Esta é a pergunta jogada para o público do 1º Festival Literário Internacional de Belo Horizonte (FLI-BH). A questão foi levantada pelo jornalista e escritor Humberto Werneck. Aos 70 anos, ele prepara biografia sobre este mineiro e que é considerado um dos mais relevantes nomes da literatura mundial.
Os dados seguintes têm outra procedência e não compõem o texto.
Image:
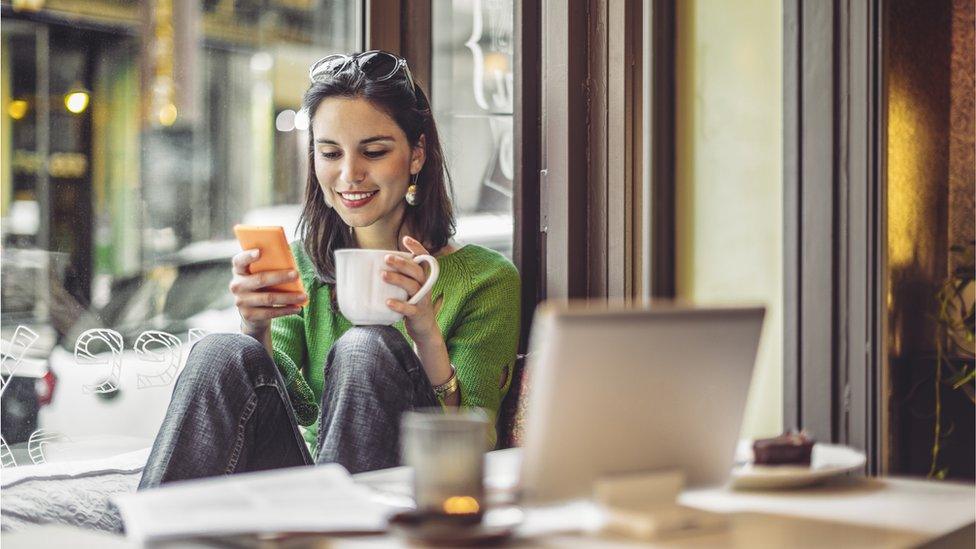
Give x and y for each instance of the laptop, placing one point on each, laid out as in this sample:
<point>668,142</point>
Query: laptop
<point>619,390</point>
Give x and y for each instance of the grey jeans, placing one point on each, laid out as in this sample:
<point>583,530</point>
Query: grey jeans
<point>230,412</point>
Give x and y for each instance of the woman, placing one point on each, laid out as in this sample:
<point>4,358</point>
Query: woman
<point>376,180</point>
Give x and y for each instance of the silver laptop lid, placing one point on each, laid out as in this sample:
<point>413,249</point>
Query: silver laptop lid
<point>624,390</point>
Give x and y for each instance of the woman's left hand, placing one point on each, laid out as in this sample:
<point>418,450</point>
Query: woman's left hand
<point>420,319</point>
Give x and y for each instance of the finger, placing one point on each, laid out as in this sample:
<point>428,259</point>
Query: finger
<point>406,267</point>
<point>414,245</point>
<point>253,314</point>
<point>405,282</point>
<point>270,299</point>
<point>241,260</point>
<point>266,279</point>
<point>402,307</point>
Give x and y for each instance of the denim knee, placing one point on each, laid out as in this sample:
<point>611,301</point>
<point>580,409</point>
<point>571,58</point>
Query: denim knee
<point>219,356</point>
<point>368,352</point>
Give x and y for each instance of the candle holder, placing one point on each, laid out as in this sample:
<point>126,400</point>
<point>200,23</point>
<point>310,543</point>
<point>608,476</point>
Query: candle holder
<point>446,449</point>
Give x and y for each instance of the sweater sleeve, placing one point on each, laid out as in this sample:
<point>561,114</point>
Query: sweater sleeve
<point>484,344</point>
<point>291,356</point>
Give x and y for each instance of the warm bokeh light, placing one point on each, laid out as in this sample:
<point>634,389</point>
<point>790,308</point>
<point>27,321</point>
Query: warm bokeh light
<point>17,109</point>
<point>461,505</point>
<point>167,115</point>
<point>76,101</point>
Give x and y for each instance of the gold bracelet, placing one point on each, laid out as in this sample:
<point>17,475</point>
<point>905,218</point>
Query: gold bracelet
<point>449,387</point>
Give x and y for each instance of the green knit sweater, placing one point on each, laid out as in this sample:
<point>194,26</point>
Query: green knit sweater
<point>477,298</point>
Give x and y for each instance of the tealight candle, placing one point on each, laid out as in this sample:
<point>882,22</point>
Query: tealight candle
<point>446,451</point>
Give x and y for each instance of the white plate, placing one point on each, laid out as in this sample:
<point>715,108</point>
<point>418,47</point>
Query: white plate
<point>827,461</point>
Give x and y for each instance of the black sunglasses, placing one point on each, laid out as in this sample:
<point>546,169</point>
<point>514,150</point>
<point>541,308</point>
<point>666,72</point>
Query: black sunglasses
<point>377,65</point>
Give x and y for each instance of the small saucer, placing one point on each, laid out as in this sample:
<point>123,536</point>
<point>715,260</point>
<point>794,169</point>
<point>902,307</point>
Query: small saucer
<point>496,526</point>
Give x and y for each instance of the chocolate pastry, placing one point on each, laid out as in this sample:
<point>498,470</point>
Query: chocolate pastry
<point>790,448</point>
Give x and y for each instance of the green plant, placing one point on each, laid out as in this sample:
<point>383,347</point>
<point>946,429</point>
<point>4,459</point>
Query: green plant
<point>955,342</point>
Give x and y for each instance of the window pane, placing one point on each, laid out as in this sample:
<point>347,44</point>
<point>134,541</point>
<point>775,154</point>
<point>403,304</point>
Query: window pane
<point>132,142</point>
<point>472,96</point>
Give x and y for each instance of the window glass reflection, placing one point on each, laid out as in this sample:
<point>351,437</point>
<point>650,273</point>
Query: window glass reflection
<point>135,134</point>
<point>472,96</point>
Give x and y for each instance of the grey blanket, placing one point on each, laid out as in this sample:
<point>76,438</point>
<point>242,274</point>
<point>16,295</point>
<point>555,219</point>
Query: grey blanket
<point>74,493</point>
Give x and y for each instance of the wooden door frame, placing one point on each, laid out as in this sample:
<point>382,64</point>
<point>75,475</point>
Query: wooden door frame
<point>833,222</point>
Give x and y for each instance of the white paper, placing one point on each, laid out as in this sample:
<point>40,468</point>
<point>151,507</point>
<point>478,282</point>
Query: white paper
<point>301,499</point>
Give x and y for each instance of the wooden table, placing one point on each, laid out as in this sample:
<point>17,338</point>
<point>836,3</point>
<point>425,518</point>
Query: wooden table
<point>847,512</point>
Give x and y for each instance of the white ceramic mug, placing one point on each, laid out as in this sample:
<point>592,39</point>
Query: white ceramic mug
<point>362,292</point>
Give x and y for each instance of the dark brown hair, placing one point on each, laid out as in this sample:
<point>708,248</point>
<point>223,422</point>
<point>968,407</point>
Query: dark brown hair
<point>432,219</point>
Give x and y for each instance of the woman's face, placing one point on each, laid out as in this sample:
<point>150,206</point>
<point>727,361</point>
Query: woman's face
<point>363,162</point>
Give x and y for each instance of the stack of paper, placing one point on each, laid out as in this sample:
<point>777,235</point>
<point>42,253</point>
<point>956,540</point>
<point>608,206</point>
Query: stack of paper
<point>320,499</point>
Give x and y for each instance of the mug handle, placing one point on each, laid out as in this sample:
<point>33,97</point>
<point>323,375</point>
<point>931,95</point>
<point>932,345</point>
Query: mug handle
<point>431,279</point>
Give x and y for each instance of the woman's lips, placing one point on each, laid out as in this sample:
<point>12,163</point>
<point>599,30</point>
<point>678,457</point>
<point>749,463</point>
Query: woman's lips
<point>356,200</point>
Drummond é homenageado pelo Festival que termina neste domingo (28), no Parque Municipal Américo Renné Giannetti.

Werneck é autor de “O Desatino da Rapaziada”, livro publicado originalmente em 1992, e que há três anos ganhou edição comemorativa revista. “Desatino” é uma espécie de documento histórico que faz a convergência de trajetórias jornalísticas e literárias de uma geração de intelectuais como o próprio Drummond, além de Rubem Braga, Murilo Rubião, Otto Lara Resende, Luiz Vilela, entre outros.

E é para colocar em prática o faro jornalístico que Werneck precisa achar um generoso espaço na agenda dele. O espaço, que ele chama de "monogâmico", será exclusivamente para falar, mais uma vez, sobre o poeta itabirano. Isso quase 30 anos após a morte do artista lembrados em 2017.
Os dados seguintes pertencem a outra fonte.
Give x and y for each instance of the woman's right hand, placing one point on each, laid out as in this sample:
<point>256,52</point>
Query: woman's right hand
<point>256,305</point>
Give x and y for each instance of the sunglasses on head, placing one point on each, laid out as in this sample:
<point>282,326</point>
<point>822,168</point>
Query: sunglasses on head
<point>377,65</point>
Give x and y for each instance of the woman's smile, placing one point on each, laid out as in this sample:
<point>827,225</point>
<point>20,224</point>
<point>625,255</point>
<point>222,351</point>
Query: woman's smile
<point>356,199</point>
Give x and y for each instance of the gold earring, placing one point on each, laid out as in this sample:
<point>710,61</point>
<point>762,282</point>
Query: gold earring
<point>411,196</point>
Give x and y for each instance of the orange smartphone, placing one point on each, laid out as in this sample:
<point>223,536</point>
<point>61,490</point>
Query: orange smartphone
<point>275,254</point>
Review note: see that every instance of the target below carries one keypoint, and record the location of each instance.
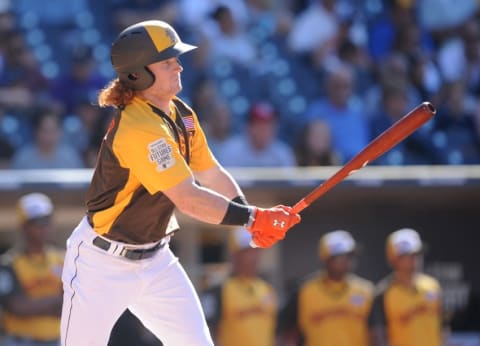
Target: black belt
(133, 254)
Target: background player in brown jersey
(331, 307)
(407, 309)
(30, 284)
(243, 309)
(153, 159)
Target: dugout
(441, 202)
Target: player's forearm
(218, 179)
(199, 202)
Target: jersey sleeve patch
(161, 153)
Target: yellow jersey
(243, 312)
(412, 316)
(329, 313)
(144, 152)
(34, 277)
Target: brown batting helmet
(143, 44)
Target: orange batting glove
(268, 226)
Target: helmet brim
(174, 51)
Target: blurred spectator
(305, 37)
(84, 127)
(8, 139)
(81, 82)
(204, 94)
(455, 128)
(407, 308)
(397, 30)
(258, 144)
(342, 112)
(425, 77)
(331, 307)
(314, 145)
(56, 13)
(227, 39)
(31, 289)
(394, 70)
(21, 83)
(441, 16)
(243, 309)
(218, 126)
(46, 151)
(195, 13)
(458, 55)
(418, 148)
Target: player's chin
(177, 86)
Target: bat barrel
(381, 144)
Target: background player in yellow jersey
(407, 309)
(153, 159)
(30, 285)
(243, 309)
(331, 308)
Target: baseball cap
(34, 206)
(262, 112)
(239, 239)
(403, 242)
(336, 243)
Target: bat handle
(302, 204)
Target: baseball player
(243, 309)
(30, 284)
(154, 158)
(407, 308)
(331, 307)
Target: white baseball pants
(99, 286)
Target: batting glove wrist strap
(271, 225)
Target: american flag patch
(189, 123)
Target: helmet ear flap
(138, 80)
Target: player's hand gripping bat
(384, 142)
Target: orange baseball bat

“O convite foi feito pela Companhia das Letras (editora), espero dar conta”, frisa. Werneck diz que Drummond é uma espécie de "eixo" na vida dele. “É o cara que falou por mim as coisas que eu não dou conta. Eu tive vários encontros com ele para entrevistas”. Mas o jornalista diz que não chegou a ser “amigo” do escritor. “Quem sou eu para isso?”, intimida-se.

Mas Werneck diz que a admiração pelo biografado não vai “paralisá-lo” na pesquisa e que há, sim, indícios de novidades sobre a vida do mineiro. O jornalista esclarece que esta não é um biografia “autorizada” pela família. Ainda assim, salienta, os herdeiros veem com bons olhos o fato de que ele a faça, graças ao histórico de publicações que tem sobre o poeta.
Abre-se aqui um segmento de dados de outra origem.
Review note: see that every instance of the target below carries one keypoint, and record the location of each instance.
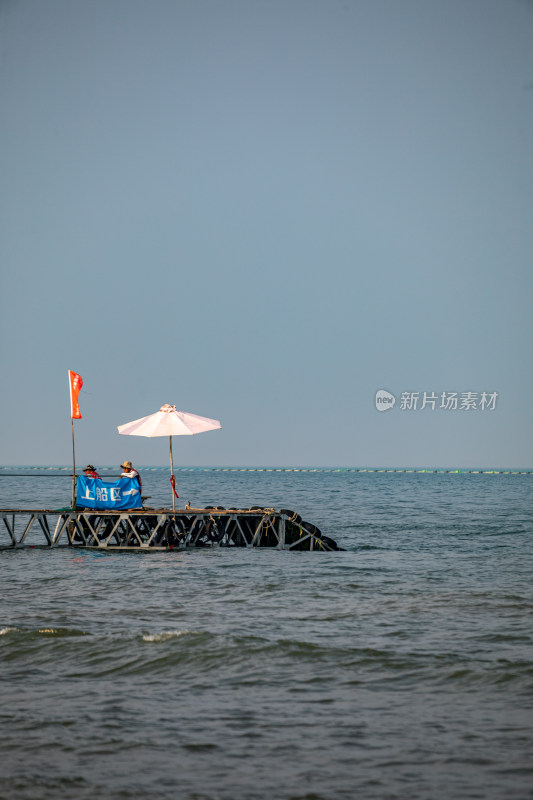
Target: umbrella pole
(172, 475)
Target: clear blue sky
(264, 212)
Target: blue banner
(95, 493)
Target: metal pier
(160, 529)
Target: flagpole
(73, 468)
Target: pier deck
(160, 529)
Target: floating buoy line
(9, 471)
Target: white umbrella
(168, 421)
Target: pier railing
(160, 529)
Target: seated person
(130, 472)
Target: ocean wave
(163, 636)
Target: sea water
(401, 667)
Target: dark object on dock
(163, 529)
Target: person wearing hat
(130, 472)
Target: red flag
(75, 383)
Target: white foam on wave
(162, 636)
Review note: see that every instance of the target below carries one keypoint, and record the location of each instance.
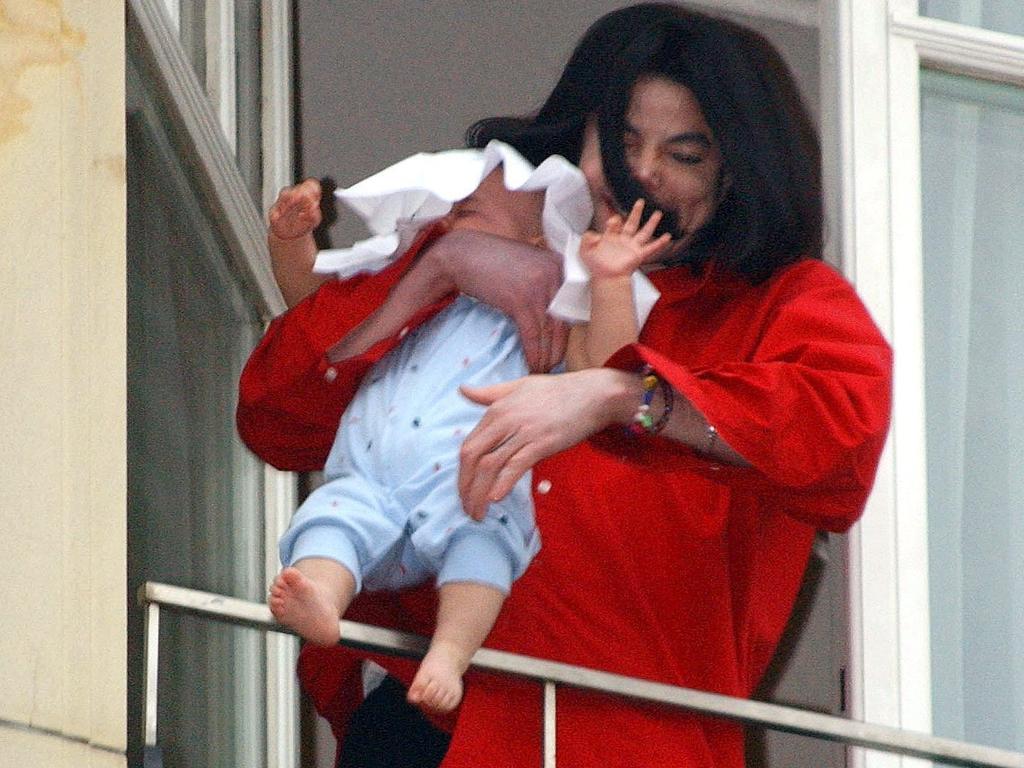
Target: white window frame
(882, 46)
(207, 116)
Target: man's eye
(685, 158)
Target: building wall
(62, 383)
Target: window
(208, 134)
(972, 132)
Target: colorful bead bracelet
(643, 422)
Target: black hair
(770, 214)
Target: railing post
(153, 758)
(549, 724)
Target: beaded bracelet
(643, 422)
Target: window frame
(206, 122)
(882, 48)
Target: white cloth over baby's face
(399, 201)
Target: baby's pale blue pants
(389, 510)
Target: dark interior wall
(381, 80)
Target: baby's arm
(479, 212)
(290, 237)
(611, 257)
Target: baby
(388, 515)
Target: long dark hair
(770, 214)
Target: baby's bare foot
(437, 685)
(301, 603)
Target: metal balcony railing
(551, 674)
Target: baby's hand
(624, 246)
(296, 211)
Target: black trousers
(388, 732)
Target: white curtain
(973, 169)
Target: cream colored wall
(62, 479)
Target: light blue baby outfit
(389, 510)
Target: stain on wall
(33, 33)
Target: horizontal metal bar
(762, 714)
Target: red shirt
(655, 562)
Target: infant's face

Werneck já possui um roteiro de lugares nos quais vai coletar as pegadas biográficas de Drummond: Rio de Janeiro, alguma coisa em Belo Horizonte, Itabira. “Mas também há lugares como Nova Friburgo, onde Drummond foi estudar, mas acabou sendo expulso do colégio por insubordinação mental”.

Mas como falar de alguém de quem, parece, já se falou tudo? “Agora vou falar de um cara, de quem todo mundo já ouviu falar. No entando, será que as pessoas realmente conhecem Carlos Drummond de Andrade? O que se diz é que ‘era um grande poeta’ e parará…”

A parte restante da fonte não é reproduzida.